Spécificités et projets pour l’établissement
Honoré de Balzac est le seul établissement situé à Paris intramuros qui accueille six sections internationales, soit environ 900 élèves de la 6ème à la Terminale (section allemande, italienne, portugaise, espagnole, anglaise et arabe). Ces sections, accessibles sur concours, représentent quasiment 50% de l’effectif total de l’établissement puisque plus de 1800 élèves font leur scolarité à Balzac. Les élèves de ces sections internationales viennent donc de tout Paris, mais également de banlieue (parfois lointaine) et de l’étranger et si leur niveau dans les cours de langue de section (littérature et histoire-géographie) ne s’avèrent pas suffisamment élevé par rapport au niveau attendu, ces élèves s’exposent à un renvoi des classes de section, ce qui ne leur permet plus d’accéder à la finalité de l’enseignement international de Balzac, celui d’obtenir son baccalauréat avec mention internationale (OIB). Les parents des élèves de ces sections sont donc extrêmement attentifs au suivi scolaire de leurs enfants.
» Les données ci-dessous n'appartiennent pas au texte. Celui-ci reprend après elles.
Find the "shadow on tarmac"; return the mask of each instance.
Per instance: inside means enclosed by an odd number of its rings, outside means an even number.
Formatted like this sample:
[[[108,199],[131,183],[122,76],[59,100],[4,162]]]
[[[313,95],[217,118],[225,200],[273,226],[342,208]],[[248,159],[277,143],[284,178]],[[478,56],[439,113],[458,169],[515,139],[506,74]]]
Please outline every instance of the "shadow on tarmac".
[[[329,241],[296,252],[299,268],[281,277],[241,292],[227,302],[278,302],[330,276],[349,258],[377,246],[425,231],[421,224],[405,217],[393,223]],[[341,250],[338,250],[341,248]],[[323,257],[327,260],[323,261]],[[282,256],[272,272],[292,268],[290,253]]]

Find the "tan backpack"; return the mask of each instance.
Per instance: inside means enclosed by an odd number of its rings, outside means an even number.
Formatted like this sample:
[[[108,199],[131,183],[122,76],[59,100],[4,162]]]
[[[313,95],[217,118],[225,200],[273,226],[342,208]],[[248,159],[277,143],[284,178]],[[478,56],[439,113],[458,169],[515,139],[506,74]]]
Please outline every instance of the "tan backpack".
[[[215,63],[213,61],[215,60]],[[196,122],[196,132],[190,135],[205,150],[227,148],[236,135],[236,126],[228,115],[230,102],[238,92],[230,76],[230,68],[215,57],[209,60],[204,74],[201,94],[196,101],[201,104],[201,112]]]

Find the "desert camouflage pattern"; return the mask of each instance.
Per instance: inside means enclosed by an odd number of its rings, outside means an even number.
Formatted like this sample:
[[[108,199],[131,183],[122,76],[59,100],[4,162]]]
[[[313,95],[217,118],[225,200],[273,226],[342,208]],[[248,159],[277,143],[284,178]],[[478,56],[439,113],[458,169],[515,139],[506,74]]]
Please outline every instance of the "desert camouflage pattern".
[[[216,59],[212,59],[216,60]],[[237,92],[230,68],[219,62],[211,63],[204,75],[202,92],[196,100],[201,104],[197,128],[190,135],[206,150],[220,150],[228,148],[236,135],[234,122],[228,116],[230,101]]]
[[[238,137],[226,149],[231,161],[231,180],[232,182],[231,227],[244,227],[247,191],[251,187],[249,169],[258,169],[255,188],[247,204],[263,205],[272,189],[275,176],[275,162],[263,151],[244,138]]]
De nombreuses voies s’élèvent et contestent fortement ces classes qualifiées « d’élites », tant et si bien que l’ancienne proviseure, Katia Blas, proposa de fusionner sections générales et sections internationales pour créer une émulation et une équité entre les élèves. Néanmoins, face à un mouvement de grève inédit, ce projet a été abandonné très rapidement et Mme Blas remerciée dans la foulée. Honoré de Balzac se veut donc représenter une certaine modernité dans son approche pédagogique et dans ses stratégies mises en place pour assurer une équité entre les élèves des différentes sections. Balzac est un paquebot géant, qu’il faut manœuvrer avec patience et délicatesse, un géant dont il ne faut pas immédiatement attendre un équilibre parfait.
L’équipe pédagogique d’anglais, un soutien indispensable
Lors de mon arrivée à Honoré de Balzac, j’ai été accueillie par le proviseur, M. Garcia et la proviseure adjointe au collège, Mme Horesnyi, et ceux-ci ont immédiatement réuni tous les stagiaires pour discuter de la façon dont les premières semaines allaient se dérouler, les équipes vers lesquelles nous allions pouvoir nous tourner pour nous fondre dans ce nouvel environnement professionnel. J’ai ainsi rencontré l’équipe pédagogique d’anglais du collège, composée de cinq enseignantes et une contractuelle. Elles m’ont tout de suite expliqué les rouages de l’établissement et du collège en particulier, le fonctionnement des cours et la répartition de mes classes. Bien entendu, de 2006 à 2009, j’ai été moi-même élève au lycée Honoré de Balzac donc j’étais déjà familière du système des sections internationales, même si au collège, la séparation entre sections générales et sections internationales est plus nette (il faut également noter qu’au lycée, les élèves de la section européenne anglaise étaient mélangés aux sections internationales). J’ai donc appris que l’équipe pédagogique s’était réunie en amont avec la direction pour discuter de la répartition des effectifs élèves et que tous s’étaient mis d’accord pour me confier uniquement des élèves de section internationale, afin que je puisse bénéficier d’un environnement moins « hostile » lors de mon année de stage. Ma tutrice, Rébeca. S., s’est montrée disponible et bienveillante à mon égard, ce qui m’a beaucoup aidé à me familiariser avec l’environnement pédagogique de Balzac.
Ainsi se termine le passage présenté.